Linda Harvey, who wrote the book “Not My Child: Contemporary Paganism & the New Spirituality,” has warned parents that teens’ growing obsession with magic and witchcraft is not kids’ stuff. It can lead to estrangement, depression, sexual experimentation, drug abuse and exploitation.

Kids who live in broken families or who suffer abuse are the ones most vulnerable to the lure of something – anything – that will give them more control.

“American children are the most privileged ever in the history of humanity, yet terribly troubled,” Ms. Harvey wrote. “Could some of these issues result from dining on the daily bread of spiritual confusion? Children are learning to welcome and embrace the darkness.”

Taylor Alesia, a Christian blogger who goes by the handle of @thebiblechick, has uploaded a series of videos directed at her fellow Gen Zers showing witches’ sites where girls are buying spells to manipulate other people. She also provides copious evidence of rap artists and other celebrities engaging in occultic practices.

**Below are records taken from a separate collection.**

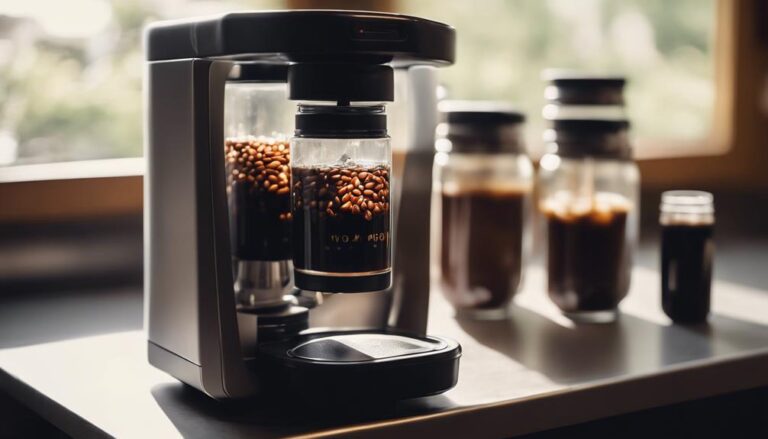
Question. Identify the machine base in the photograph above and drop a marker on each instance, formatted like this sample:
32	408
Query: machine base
359	366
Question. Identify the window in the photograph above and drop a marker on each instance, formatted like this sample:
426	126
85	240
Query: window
666	49
70	71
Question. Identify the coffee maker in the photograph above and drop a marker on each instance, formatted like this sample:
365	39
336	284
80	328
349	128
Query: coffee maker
221	316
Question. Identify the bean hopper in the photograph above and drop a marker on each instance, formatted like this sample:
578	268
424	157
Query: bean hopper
248	193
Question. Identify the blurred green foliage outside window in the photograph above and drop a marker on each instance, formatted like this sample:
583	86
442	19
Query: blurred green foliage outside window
70	71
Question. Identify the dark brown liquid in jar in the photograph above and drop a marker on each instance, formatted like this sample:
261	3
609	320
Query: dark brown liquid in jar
482	246
588	260
259	198
686	270
341	219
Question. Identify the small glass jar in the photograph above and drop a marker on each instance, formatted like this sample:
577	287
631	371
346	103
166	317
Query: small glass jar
257	120
482	185
342	162
588	189
687	248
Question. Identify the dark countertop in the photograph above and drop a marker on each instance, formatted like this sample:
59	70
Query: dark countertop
63	351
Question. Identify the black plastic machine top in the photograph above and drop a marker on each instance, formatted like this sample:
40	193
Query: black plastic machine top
333	55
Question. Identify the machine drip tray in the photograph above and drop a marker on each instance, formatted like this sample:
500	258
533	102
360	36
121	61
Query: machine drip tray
360	365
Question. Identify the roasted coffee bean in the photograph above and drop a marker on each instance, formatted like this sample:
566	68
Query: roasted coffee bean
258	185
346	188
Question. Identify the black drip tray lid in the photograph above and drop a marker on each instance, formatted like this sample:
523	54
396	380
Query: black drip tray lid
365	347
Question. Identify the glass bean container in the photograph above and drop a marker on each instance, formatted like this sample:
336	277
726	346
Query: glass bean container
258	118
341	207
588	198
482	187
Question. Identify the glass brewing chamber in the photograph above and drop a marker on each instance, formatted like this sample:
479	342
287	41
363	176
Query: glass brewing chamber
258	117
342	216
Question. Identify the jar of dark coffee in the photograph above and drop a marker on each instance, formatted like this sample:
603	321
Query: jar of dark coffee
588	189
482	184
258	118
687	221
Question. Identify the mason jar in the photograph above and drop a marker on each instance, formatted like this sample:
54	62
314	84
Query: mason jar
341	207
482	186
588	198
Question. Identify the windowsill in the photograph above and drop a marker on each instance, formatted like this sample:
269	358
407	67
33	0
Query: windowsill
71	190
106	168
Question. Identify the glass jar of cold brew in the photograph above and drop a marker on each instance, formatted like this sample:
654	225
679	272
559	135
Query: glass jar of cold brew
482	185
588	198
687	221
258	118
341	167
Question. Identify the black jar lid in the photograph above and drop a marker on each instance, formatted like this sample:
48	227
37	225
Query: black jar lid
480	114
341	121
258	72
598	138
481	126
570	88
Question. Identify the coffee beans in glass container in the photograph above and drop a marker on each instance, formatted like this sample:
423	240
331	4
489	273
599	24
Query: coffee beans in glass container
341	219
258	176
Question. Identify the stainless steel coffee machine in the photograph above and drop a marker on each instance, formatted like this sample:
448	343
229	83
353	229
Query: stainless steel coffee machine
236	211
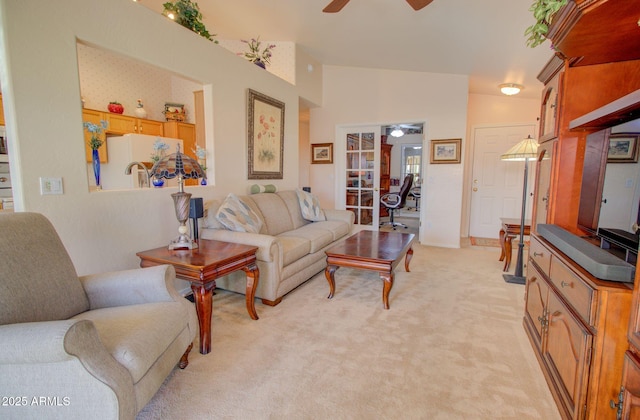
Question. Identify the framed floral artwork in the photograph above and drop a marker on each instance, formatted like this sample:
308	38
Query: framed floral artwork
265	124
322	153
623	148
446	151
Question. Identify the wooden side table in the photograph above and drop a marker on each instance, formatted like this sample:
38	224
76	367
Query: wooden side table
202	266
510	229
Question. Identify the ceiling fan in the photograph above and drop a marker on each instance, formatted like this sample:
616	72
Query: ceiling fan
337	5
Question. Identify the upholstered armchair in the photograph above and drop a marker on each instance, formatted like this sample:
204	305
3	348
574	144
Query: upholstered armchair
96	346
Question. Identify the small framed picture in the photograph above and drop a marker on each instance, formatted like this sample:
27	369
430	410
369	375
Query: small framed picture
446	151
623	148
322	153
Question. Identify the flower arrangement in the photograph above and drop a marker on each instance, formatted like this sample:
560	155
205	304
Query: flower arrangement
187	14
201	154
543	11
96	131
255	55
159	149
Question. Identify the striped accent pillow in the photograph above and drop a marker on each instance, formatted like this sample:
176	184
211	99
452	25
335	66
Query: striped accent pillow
235	215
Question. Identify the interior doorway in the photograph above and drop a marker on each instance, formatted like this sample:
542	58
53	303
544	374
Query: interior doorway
496	186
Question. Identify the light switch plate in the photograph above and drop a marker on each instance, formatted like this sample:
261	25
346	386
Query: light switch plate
50	186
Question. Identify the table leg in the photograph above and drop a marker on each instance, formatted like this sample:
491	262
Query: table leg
502	253
202	296
507	252
329	274
253	275
407	259
387	280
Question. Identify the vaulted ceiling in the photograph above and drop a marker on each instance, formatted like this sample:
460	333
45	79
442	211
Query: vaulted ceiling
480	38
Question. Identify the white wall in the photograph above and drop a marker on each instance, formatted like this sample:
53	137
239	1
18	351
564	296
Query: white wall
41	93
355	96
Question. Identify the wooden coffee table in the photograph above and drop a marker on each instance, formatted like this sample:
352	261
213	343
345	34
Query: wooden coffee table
369	250
202	266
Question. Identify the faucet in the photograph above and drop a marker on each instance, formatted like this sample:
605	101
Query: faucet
144	182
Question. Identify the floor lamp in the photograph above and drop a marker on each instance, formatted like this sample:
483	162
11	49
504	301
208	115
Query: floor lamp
523	151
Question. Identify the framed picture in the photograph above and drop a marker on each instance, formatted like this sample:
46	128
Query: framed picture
265	122
446	151
623	148
322	153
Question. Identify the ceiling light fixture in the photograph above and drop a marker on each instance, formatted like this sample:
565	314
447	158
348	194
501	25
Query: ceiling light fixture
510	89
397	132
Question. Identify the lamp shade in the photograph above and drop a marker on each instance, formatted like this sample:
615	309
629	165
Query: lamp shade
525	149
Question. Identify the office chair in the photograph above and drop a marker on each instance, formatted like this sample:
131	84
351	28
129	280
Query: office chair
396	201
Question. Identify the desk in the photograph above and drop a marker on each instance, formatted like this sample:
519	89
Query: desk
510	229
202	266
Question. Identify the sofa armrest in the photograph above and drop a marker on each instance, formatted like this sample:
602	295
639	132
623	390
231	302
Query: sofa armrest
340	215
131	287
269	248
69	356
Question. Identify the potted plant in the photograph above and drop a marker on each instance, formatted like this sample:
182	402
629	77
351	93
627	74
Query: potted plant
187	14
543	11
255	55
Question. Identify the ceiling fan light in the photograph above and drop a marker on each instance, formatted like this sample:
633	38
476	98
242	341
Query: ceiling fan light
396	132
510	89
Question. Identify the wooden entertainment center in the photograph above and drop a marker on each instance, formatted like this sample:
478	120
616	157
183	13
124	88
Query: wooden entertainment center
584	330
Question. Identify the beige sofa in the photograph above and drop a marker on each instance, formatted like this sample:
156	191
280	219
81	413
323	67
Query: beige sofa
290	248
96	346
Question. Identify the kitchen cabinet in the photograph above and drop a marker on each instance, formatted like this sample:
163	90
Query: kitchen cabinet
187	133
89	115
575	323
122	124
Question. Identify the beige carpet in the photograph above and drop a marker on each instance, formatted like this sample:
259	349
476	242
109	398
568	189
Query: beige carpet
452	346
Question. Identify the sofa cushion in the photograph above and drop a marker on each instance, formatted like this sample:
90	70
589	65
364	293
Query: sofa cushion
310	206
236	215
293	248
337	228
318	238
28	295
133	335
274	212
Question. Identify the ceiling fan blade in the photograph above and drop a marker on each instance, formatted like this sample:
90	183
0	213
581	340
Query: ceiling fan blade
335	6
419	4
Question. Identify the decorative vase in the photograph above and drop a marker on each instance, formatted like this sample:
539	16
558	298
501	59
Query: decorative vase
95	155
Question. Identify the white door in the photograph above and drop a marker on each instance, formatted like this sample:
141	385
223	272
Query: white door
496	185
358	173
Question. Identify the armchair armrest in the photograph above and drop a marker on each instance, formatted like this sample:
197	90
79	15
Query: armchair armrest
60	353
339	215
131	287
269	248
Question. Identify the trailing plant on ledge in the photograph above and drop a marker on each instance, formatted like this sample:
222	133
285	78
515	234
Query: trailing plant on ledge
543	11
187	14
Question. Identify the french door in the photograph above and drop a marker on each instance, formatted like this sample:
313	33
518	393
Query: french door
358	173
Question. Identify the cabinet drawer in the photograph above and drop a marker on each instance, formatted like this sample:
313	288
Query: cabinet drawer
540	254
575	291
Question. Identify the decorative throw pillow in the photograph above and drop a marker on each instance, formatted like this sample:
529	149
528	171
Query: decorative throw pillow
310	206
235	215
255	188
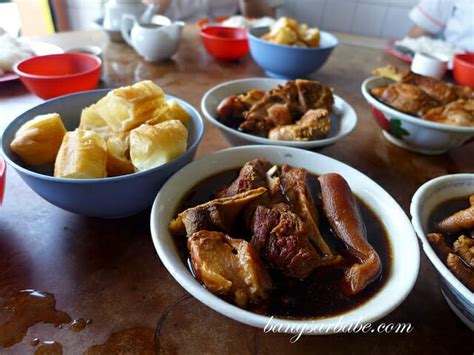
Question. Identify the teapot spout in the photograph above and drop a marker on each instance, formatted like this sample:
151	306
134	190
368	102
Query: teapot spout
175	29
150	10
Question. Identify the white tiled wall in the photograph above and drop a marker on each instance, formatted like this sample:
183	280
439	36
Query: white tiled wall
83	13
377	18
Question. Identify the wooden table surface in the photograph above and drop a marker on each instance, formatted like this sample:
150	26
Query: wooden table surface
108	270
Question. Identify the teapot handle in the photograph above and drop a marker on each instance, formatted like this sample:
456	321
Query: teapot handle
126	26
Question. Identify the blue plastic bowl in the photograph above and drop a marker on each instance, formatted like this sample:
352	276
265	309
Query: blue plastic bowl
288	62
112	197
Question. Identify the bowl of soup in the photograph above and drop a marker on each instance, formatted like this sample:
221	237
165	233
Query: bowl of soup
307	286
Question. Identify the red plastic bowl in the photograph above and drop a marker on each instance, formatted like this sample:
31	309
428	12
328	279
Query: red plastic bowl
225	43
463	69
58	74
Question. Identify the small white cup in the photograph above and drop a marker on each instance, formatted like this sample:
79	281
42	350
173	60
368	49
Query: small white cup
427	65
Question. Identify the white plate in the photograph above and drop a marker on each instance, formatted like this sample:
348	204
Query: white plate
343	118
38	48
402	238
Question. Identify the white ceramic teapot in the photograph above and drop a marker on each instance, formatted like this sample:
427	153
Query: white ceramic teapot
152	40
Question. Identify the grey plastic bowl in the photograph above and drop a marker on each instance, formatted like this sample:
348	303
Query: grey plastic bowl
112	197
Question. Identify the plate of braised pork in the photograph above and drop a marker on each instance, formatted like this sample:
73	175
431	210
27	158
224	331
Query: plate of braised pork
266	231
442	212
420	113
299	113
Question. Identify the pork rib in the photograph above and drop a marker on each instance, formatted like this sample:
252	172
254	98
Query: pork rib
341	210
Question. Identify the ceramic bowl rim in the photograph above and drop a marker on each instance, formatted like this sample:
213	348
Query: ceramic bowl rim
199	135
415	210
461	58
176	267
404	116
266	141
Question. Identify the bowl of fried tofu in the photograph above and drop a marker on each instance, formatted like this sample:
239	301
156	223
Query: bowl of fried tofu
420	113
442	213
103	153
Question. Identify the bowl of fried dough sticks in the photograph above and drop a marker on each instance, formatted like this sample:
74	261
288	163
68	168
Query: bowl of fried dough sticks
420	113
103	153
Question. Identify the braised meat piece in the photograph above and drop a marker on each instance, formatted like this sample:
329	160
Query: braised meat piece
230	111
281	238
285	104
313	95
408	98
229	267
464	273
294	184
457	113
251	176
437	89
464	247
459	221
340	208
216	215
439	244
315	124
279	106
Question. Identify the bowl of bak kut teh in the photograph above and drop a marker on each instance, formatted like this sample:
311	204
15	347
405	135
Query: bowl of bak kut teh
296	113
420	113
287	236
103	153
442	213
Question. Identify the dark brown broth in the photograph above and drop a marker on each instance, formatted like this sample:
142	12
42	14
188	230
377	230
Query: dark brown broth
320	294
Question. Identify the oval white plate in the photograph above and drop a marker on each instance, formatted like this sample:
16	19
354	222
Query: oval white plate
343	117
404	245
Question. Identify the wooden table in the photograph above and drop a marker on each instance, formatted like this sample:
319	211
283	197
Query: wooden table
108	270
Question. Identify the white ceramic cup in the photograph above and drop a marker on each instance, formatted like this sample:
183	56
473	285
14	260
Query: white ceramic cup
427	65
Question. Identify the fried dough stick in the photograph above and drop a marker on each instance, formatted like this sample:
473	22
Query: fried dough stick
341	210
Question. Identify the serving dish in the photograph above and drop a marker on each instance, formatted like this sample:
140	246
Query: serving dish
410	132
396	49
404	247
111	197
343	119
429	196
290	62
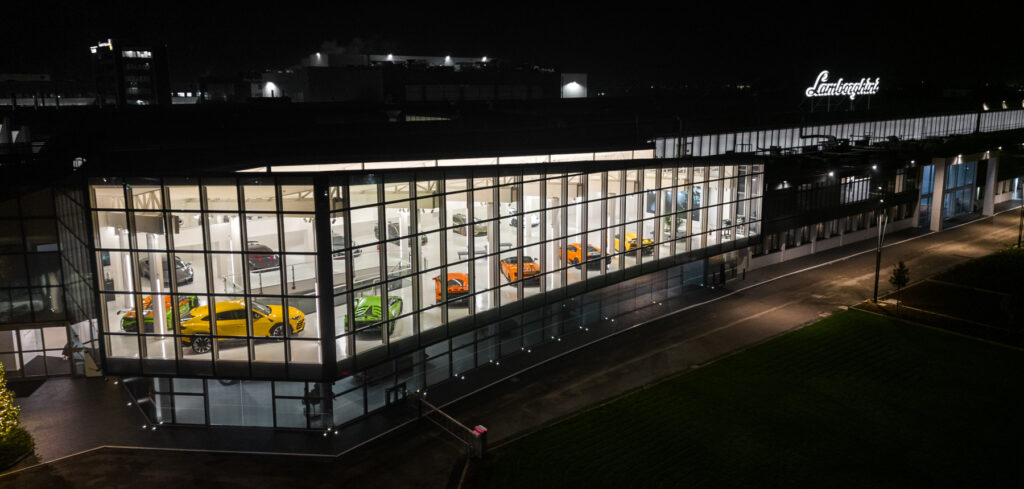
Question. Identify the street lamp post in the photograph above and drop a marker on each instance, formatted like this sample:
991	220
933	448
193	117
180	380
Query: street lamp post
883	220
1020	229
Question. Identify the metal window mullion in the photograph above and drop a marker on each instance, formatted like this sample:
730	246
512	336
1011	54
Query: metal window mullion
519	219
495	253
471	250
584	225
283	263
543	238
563	224
175	314
246	286
602	263
382	262
324	246
346	222
414	223
658	211
133	259
208	258
442	242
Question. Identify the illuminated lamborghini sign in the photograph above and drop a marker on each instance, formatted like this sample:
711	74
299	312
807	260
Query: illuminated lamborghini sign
823	88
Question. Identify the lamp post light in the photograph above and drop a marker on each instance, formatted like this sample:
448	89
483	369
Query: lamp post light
1020	229
883	220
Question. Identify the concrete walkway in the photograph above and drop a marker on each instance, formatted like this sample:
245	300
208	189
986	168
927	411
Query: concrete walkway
769	302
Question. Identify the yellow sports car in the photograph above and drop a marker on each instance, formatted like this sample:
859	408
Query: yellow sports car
267	321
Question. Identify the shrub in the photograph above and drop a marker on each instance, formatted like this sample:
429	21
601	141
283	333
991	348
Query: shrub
15	445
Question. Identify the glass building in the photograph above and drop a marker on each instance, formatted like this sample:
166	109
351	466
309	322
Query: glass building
313	295
304	278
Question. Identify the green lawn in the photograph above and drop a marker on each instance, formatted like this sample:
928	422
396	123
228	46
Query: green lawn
852	401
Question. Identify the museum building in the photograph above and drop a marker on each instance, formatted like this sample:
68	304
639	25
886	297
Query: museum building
260	272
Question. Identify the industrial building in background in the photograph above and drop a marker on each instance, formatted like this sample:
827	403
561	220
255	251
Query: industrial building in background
128	74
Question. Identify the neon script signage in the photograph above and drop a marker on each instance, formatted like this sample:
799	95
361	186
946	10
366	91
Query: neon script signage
823	88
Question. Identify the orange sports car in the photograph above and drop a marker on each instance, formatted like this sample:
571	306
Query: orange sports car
574	255
458	287
530	269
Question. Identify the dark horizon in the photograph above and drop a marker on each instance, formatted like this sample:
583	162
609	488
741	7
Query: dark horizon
681	45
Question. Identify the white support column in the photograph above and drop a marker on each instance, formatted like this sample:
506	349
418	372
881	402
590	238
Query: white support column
988	199
938	189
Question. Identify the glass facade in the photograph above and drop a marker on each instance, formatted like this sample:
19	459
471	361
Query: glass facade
34	338
236	289
310	277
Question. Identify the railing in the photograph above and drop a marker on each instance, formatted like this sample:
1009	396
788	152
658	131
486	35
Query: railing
474	439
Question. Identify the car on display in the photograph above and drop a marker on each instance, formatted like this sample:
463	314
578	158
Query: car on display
369	312
458	287
574	255
459	220
129	321
392	230
230	319
183	272
338	242
646	246
261	257
530	269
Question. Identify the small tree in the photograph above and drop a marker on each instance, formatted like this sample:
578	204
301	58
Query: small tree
8	411
900	277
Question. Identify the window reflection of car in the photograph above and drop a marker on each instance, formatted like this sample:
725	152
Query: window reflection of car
261	257
182	270
530	269
458	287
130	320
230	319
369	314
535	220
631	243
338	243
459	220
574	255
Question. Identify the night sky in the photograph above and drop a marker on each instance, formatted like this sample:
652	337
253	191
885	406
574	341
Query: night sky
672	44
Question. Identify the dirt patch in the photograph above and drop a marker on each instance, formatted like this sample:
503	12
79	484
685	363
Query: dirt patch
961	302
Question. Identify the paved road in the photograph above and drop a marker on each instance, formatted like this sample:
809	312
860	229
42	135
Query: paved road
750	315
419	456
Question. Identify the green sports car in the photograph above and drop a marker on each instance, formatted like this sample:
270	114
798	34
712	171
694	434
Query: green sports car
130	320
369	313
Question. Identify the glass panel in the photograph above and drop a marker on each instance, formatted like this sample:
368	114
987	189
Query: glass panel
297	198
260	197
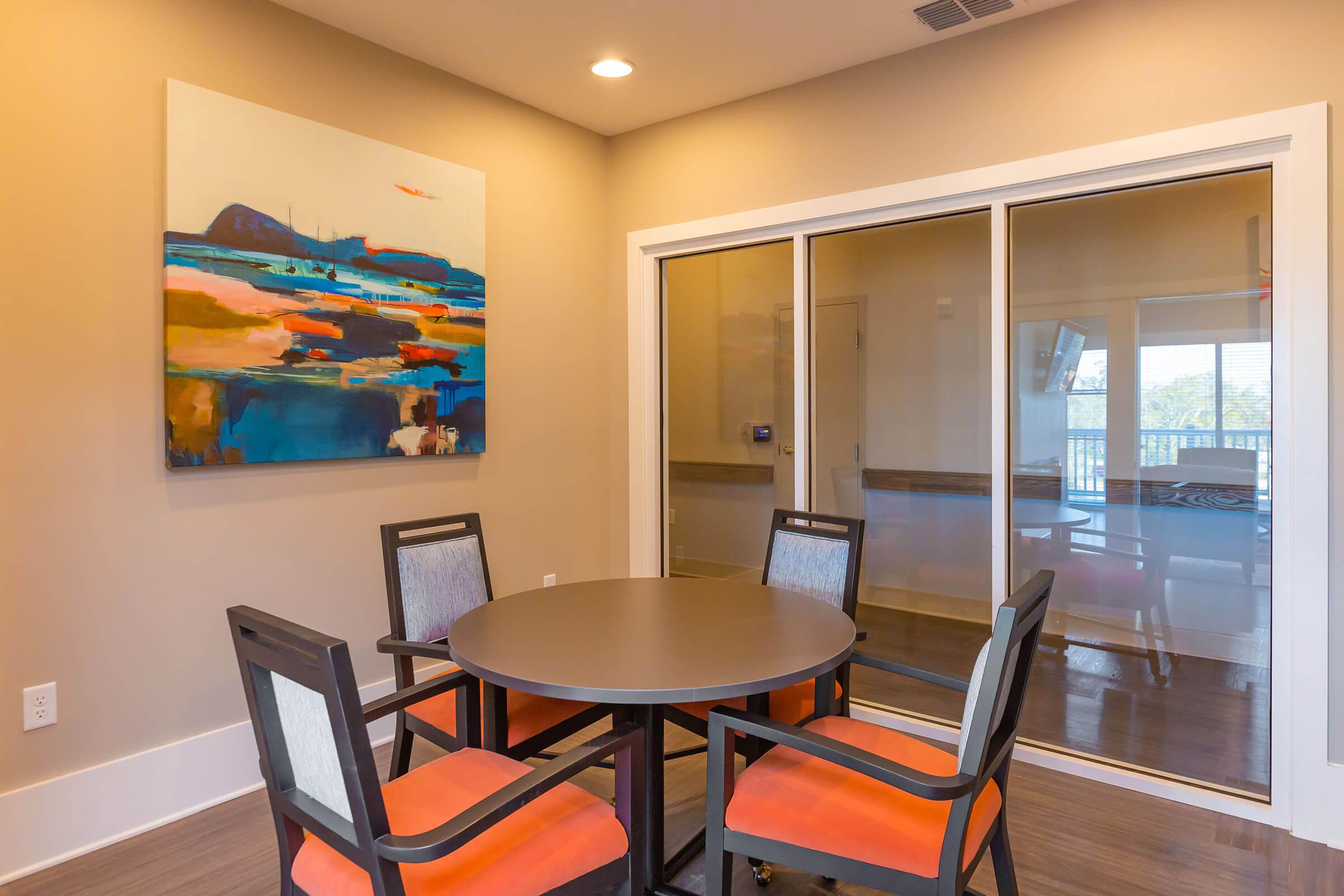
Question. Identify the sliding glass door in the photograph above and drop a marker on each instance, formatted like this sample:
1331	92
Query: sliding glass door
729	408
901	437
1140	446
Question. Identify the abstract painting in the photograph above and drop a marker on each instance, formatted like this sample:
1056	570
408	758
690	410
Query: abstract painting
324	293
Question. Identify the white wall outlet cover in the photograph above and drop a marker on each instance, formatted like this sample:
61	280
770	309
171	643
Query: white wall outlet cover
39	706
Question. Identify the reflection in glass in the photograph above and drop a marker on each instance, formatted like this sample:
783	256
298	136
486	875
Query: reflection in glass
1141	472
902	402
729	406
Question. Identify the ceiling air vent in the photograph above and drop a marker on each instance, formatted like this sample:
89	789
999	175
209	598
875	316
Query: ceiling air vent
982	8
942	14
949	14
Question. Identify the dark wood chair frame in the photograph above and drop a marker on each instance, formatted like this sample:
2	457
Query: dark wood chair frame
1019	624
321	664
475	729
803	523
1152	614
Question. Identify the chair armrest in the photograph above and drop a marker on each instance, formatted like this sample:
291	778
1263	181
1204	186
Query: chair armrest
909	672
414	693
388	644
472	823
1109	553
842	754
1123	536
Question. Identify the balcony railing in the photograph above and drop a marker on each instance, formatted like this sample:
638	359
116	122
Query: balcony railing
1086	454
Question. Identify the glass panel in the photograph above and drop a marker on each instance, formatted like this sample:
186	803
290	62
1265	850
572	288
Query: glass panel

As an antidote to all this, she shares Bible verses and gives the good news of the Gospel.

As for magic in the larger sense, it’s part of the miracle of life, a gift from God. It’s the wonder we experience upon seeing a beautiful sunset or hearing a baby’s laugh.

In “The Lion, the Witch and the Wardrobe,” C.S. Lewis’ Christ figure, the great lion Aslan, calls out the main villain over her boast about mastering magic. It’s a bit like Jesus rebuking the devil for having the gall to miscite Scripture as a way to tempt him in the desert (Matthew 4:10.)

Lewis makes the important distinction between the real, limitless magic of God’s handiwork and occultic attempts to abuse it:

“Do not cite the Deep Magic to me, Witch,” Aslan says. “I was there when it was written.”